Finally, a Replacement for BERT: Introducing ModernBERT
read at source ↗ huggingface.co
Finally, a Replacement for BERT: Introducing ModernBERT
Source: HuggingFace Date: 2024-12-19 URL: https://huggingface.co/blog/modernbert
Summary
Model release: ModernBERT (Answer.AI + LightOn) — encoder-only model in two sizes, ModernBERT-Base (149M) and ModernBERT-Large (395M), trained on 2 trillion tokens including code and scientific text. Context window 8192 tokens (vs BERT’s 512). Benchmarks: beats DeBERTaV3 on GLUE and code retrieval tasks; ColBERT retrieval +9 points vs DeBERTaV3 on BEIR; inference 2x faster than DeBERTaV3 on GPU. Architecture improvements: rotary positional embeddings, Flash Attention 2, alternating global/local attention, no token-type embeddings.
Implications
Open-weights ecosystem health. ModernBERT is a direct replacement for the BERT/DeBERTa encoder family that underlies most production classification, retrieval, and reranking pipelines. The +9pt ColBERT improvement on BEIR is the number that matters for retrieval system operators — existing pipelines using DeBERTaV3 as a reranker can upgrade with no architectural changes and expect meaningful recall improvements. Code training inclusion makes it immediately relevant for software retrieval tasks where BERT-class models were previously not competitive.
Transformers library trajectory.
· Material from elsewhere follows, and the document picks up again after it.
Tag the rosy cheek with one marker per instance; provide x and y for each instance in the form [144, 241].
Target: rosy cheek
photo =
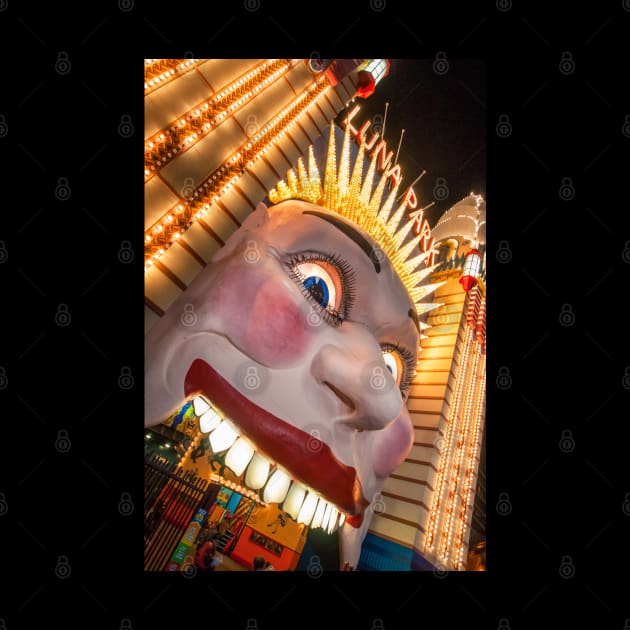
[262, 316]
[279, 332]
The 2x inference speedup vs DeBERTaV3 comes from architectural choices (Flash Attention 2, alternating local attention) rather than quantization, meaning it’s available at full precision without post-training optimization steps. For teams running encoder inference at scale — embedding services, reranking APIs — this is a throughput improvement that arrives by swapping the checkpoint, not by retooling the stack.